Four years ago, he finally hit his jackpot -- an up-and-coming lacrosse program at Hilton Head High was in search of a leader to help further the sport's expansion.

"I jumped at it," Monmonier said. "I came here to make it better. My goal here is to make a positive impact by trying to grow it and open doors for kids to play lacrosse."

With the tallest hurdle being the student body's relative lack of knowledge about lacrosse, Monmonier established selling points to get kids to pick up a stick: the non-stop action, the aggressive nature of it, the athletic footwork and hand-eye coordination required.

And for the boys game, of course, the physical punishment.

"It's the last place you can still hit someone with a stick and not get arrested," Monmonier said. "Who wouldn't want to play?"

He continues to sell the same aspects today. And more and more kids are buying into the game.

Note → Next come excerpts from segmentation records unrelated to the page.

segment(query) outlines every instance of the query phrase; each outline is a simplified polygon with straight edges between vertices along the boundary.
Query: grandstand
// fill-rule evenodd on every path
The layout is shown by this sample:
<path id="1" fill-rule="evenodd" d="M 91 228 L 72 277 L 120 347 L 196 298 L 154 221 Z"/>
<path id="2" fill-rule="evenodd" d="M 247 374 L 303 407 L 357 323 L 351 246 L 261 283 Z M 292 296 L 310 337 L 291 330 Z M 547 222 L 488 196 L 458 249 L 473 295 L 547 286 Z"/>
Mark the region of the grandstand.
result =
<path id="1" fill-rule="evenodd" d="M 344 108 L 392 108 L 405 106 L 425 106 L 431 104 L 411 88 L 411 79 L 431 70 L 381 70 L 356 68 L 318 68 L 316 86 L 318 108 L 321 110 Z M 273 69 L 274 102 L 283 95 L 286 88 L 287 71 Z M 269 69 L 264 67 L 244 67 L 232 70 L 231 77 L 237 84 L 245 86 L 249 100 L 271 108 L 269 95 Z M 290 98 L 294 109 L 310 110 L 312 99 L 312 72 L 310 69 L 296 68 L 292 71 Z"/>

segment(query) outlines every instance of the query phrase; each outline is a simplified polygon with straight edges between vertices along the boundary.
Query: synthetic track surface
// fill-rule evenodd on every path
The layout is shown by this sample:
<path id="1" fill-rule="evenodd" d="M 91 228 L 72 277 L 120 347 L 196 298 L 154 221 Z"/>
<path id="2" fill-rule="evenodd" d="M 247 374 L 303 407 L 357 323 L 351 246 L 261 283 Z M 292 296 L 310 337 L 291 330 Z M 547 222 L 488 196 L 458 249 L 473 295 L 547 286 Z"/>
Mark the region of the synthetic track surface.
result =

Two players last year -- Bluffton's Austin Tosky and Hilton Head High's Ryan Sparks -- earned college scholarships for lacrosse. Tosky has already scored three goals at Tennessee Wesleyan, and Sparks is attending Lees-McRae in North Carolina.

Sparks first played lacrosse in middle school. And despite being a state champion-caliber wrestler, he received more lacrosse offers than wrestling.

"It bridged me over into college," Sparks said. "Well, it gave me a chance to get there. It's really given me an amazing opportunity to continue my athletic career."

Doors continue to open across the state, and even outside its borders, for more athletes being introduced to the sport.

Two months after SCHSL announced it would sanction lacrosse, North Carolina's athletic governing body followed suit with the same decision.

SCHSL's commitment alone has knocked down many of the barriers to the growth of lacrosse in South Carolina.

"I saw Irmo practicing the other day and the whole team looked like they were 6-foot-2 and 230 pounds," Monmonier said. "Just seeing those athletes with a lacrosse stick in their hands made me think, 'If this is our future, South Carolina is going to have a field day.' "

THE DECADE FOR GROWTH

1999 -- Rich Thomas and Scott Sharp head the efforts to start the first high school sponsored boys lacrosse program in the state at Hilton Head High. Sharp takes over as the team's coach.

1999 -- A few months after the boys begin practicing, Hilton Head High adds a girls program. The Seahawks finish 0-11 in their inaugural year, scoring only one goal for the season.

2000 -- The South Carolina Lacrosse League is founded as a branch of the South Carolina Chapter of US Lacrosse to oversee high school lacrosse in the state.

2002 -- With three more high school programs now in the state -- Ridgeview, Heathwood Hall and a Myrtle Beach club team -- the SCLL announces the addition of a state championship.

2002-04 -- The Hilton Head High girls team wins the first three state titles in South Carolina history.

2002-05 -- Not to be outdone, the Hilton Head High boys team wins the first four state titles in South Carolina history.

2005 -- Bluffton High School opens and immediately begins a lacrosse program for boys and girls.

2005 -- Bluffton High School hosts the SCLL state championships in its inaugural season. Hilton Head High takes the boys title, while Ridgeview dethrones the Seahawks girls dynasty.

2006-08 -- The Bluffton girls team finishes as state runner-up three straight seasons.

2008 -- The S.C. High School League announces it will sponsor the boys and girls lacrosse state championships, starting with the 2009-10 school year.

2010 -- The Beaufort Lacrosse Club is founded. More than 20 kids join from Beaufort High, Beaufort Academy and Battery Creek.

2010 -- South Carolina lacrosse begins its spring schedule as a fully sanctioned sport with 25 girls teams and 31 boys programs.